Q: Who are the key customers for your products and solutions by market segment? And geographically, where are you strongest, and where do you hope to expand?
A: We can’t talk about individual customers unless they do so themselves – such as Norges Bank and Vaultex, case studies of which are on our website. We are spread widely around the world – we have equipment in over 100 countries, an installed base of more than 400 highspeed and 1,700 desktop sorters and a good split between central banks and the commercial sector. Where we are probably weakest is in the US, which is ironic considering that that is where our main manufacturing is located, but this is a position we are quickly changing. To reinforce our regional presence, we are changing our internal structure – which is quite centralised – to a more regional structure. Shawn Ashdown, who is based in Melbourne, is now responsible for Asia Pacific. Jim Richards is now responsible for EMEA and Darren Wick for the Americas. This new structure will enable us to get closer to our customers – on the ground, understanding customers and providing solutions.

Q: Can you give a run-down on your portfolio – and which areas/solutions do you think as most important for the future?
A: Our portfolio includes software and data solutions, hardware and consultancy, supported by our service team. Our hardware range spans desktop sorters to large single note inspection (SNI) systems. All have a role to play in the future. SNI is becoming particularly important – it’s all about the integrity of banknotes. There is a lot more public scrutiny these days and one of our roles is protecting that integrity. SNI is at the start of that, and the 7000 does just that – it checks that banknotes are ft for circulation and that the features are working. We have been very successful in the last 12 months with this particular line.

Our mid-speed systems are on a smaller scale and slower. But they still have to perform the same functions. And it isn’t just about the speed – it’s about the authentication. That is what we are about, and is why, for example, we aren’t at the bottom end of the market – ie. Small counters.
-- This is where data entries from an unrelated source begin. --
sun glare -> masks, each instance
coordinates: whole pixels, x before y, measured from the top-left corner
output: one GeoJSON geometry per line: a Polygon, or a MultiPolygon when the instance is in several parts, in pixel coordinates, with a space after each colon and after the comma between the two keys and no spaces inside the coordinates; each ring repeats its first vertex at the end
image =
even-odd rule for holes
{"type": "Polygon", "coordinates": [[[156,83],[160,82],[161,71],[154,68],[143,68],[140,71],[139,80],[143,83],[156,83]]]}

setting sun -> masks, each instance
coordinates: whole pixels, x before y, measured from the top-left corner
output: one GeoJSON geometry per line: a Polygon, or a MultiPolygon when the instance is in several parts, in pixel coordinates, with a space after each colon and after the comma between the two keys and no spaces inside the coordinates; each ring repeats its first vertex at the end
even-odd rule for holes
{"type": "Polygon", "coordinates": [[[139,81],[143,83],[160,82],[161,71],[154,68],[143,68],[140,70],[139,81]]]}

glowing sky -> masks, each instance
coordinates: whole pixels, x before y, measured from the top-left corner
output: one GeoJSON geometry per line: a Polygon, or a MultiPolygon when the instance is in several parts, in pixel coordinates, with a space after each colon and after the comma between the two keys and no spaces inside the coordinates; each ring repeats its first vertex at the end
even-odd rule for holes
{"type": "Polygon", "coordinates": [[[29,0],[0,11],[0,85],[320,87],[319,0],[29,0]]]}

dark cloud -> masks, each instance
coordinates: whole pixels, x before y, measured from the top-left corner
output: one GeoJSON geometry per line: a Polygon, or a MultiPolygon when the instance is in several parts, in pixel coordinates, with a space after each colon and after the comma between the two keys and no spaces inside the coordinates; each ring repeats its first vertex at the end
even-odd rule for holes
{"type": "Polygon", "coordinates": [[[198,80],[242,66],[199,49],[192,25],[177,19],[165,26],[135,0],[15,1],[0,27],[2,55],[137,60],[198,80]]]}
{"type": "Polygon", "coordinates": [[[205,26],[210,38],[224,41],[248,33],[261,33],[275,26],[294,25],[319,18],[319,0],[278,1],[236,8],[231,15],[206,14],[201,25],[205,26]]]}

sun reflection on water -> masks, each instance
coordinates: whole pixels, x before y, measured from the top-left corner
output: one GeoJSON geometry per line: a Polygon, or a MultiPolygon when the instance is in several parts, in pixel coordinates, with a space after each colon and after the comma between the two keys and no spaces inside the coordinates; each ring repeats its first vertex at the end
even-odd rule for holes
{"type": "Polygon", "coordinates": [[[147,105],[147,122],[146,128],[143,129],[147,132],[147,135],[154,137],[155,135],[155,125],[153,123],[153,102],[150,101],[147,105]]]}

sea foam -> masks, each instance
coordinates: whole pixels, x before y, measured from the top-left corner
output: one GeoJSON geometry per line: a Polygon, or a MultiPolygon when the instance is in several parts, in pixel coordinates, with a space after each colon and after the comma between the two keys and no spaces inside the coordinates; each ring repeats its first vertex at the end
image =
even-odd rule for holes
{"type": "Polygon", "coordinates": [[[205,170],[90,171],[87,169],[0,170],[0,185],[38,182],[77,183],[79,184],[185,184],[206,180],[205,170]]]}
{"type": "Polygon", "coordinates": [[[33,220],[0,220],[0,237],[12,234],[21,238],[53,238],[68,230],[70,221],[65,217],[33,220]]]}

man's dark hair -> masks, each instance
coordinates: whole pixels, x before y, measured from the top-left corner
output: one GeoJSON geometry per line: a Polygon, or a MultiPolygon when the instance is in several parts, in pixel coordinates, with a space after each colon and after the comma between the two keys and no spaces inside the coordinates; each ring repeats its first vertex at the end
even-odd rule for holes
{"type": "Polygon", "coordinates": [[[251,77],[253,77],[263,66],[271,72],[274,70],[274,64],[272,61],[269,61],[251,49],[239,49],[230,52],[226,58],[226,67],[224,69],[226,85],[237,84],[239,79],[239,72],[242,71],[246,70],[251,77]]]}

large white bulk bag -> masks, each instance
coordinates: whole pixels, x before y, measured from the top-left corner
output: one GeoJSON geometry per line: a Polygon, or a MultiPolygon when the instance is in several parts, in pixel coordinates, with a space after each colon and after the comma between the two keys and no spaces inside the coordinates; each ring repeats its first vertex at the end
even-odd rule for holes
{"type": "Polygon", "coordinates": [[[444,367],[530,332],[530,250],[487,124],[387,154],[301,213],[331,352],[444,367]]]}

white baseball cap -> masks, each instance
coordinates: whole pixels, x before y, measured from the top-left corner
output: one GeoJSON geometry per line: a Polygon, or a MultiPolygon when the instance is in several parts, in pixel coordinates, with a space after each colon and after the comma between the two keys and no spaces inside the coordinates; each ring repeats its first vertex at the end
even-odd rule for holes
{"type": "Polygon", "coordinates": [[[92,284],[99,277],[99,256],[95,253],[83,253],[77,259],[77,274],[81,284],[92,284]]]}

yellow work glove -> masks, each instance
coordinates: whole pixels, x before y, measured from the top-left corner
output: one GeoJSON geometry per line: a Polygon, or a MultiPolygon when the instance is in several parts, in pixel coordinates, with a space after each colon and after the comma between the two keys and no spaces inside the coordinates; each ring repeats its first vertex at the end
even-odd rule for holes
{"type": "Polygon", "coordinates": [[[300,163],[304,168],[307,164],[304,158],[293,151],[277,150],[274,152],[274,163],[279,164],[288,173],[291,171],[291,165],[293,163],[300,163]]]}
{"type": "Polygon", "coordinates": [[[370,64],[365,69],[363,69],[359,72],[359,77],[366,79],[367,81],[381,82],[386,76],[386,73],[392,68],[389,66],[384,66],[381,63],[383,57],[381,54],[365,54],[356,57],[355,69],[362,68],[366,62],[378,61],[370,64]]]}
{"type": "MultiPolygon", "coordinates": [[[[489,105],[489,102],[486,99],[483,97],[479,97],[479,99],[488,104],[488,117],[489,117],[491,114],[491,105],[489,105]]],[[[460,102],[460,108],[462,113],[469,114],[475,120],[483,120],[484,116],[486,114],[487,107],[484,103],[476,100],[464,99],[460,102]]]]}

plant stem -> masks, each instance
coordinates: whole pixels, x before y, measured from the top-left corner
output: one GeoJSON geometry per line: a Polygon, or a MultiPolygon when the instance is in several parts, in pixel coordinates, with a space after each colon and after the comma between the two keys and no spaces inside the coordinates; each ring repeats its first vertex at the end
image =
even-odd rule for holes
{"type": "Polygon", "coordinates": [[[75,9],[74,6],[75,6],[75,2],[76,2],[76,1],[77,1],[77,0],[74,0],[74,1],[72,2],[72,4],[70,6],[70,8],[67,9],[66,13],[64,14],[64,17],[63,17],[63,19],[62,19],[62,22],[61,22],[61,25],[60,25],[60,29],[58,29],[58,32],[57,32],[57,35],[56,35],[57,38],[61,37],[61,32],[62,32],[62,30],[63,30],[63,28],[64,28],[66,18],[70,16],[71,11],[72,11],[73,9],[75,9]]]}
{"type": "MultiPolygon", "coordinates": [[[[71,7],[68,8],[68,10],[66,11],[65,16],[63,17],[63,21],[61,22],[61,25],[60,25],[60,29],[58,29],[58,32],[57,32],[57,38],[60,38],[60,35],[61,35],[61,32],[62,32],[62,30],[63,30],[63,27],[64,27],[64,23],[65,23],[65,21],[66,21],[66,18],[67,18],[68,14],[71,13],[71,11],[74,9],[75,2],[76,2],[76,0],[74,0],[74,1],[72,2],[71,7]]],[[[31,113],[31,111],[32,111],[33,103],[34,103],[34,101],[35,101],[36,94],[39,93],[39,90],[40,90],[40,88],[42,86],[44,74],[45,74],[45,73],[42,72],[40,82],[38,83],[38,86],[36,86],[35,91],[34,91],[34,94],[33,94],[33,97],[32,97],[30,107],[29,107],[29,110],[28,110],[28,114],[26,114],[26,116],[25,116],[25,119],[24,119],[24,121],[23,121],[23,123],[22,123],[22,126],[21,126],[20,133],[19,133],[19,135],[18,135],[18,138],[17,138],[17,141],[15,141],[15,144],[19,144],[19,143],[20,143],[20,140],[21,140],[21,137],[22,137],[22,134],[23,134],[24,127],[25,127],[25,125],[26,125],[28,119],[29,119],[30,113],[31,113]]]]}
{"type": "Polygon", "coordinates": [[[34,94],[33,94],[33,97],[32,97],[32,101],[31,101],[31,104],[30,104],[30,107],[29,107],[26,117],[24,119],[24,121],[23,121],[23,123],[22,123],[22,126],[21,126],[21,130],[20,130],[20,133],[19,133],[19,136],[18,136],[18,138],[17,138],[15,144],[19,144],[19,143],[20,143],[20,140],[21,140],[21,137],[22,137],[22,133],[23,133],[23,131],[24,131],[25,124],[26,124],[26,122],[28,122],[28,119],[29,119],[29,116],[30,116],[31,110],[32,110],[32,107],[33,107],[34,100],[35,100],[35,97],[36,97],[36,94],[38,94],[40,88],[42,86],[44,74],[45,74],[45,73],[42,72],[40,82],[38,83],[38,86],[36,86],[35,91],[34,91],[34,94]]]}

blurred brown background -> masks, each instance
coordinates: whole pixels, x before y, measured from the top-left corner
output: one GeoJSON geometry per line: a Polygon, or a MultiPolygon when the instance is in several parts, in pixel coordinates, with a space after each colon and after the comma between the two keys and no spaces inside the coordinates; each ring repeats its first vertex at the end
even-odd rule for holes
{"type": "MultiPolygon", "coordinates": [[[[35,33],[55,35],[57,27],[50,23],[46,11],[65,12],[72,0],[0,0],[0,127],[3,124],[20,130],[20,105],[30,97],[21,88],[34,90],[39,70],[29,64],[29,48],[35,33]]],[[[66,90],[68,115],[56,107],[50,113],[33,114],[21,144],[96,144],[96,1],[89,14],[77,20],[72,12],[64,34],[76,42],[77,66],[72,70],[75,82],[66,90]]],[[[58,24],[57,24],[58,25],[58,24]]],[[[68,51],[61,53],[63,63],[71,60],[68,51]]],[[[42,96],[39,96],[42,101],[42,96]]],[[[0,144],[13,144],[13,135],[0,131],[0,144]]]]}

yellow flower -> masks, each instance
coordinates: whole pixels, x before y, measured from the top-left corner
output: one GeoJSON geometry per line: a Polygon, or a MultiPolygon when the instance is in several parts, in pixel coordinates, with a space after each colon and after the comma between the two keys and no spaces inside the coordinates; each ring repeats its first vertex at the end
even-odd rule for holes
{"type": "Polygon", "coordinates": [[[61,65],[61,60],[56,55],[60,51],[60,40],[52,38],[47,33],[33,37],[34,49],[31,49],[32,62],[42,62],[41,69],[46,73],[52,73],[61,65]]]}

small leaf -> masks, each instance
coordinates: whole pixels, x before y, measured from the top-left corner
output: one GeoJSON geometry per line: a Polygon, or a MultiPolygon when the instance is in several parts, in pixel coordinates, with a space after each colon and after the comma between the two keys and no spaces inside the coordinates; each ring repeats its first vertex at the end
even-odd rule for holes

As for software, people are always trying to become more efficient. And make the right decisions, for example regarding new features. Data is very important for those decision-makers – decisions based on facts are worth their weight in gold. As the cash cycle changes, understanding how cash moves is critically important, and central
banks are talking more and more about analytics, which is where our software comes in. Although this whole area is still immature, we expect to see big changes in the next couple of years and we are investing heavily in this area to be at the forefront of this evolution

Q: There is a constant mantra that cash is too expensive – particularly in its distribution, which is the part of the cycle where CPS sits. Where do you think efficiencies can be made, and what are you doing to help achieve these?
A: I am not sure that I agree with this mantra. Some cash cycles are very efficient. It’s all about defining a ft-for-purpose solution and each customer will be different depending on where they sit in the cash cycle. We provide the appropriate solution for them. This is where the combination of hardware and software comes in. We can always make systems faster, but so what? Efficiency is not just about speed – it’s also about driving costs down and ensuring banknote quality. One of the challenges, however, is in markets where banknote usage is lower – so driving efficiencies there is particularly important. For example, countries with 10 cash centres with small machines could consolidate into fewer centres with larger machines, which will be more efficient.

Q: Where will CPS be in five years’ time?
A: It’s no secret that we are behind the leader in the market. But I like to think that we can be No 1. Why not? Whether or not five years is the right timetable, I’m not sure. But it certainly won’t be far off.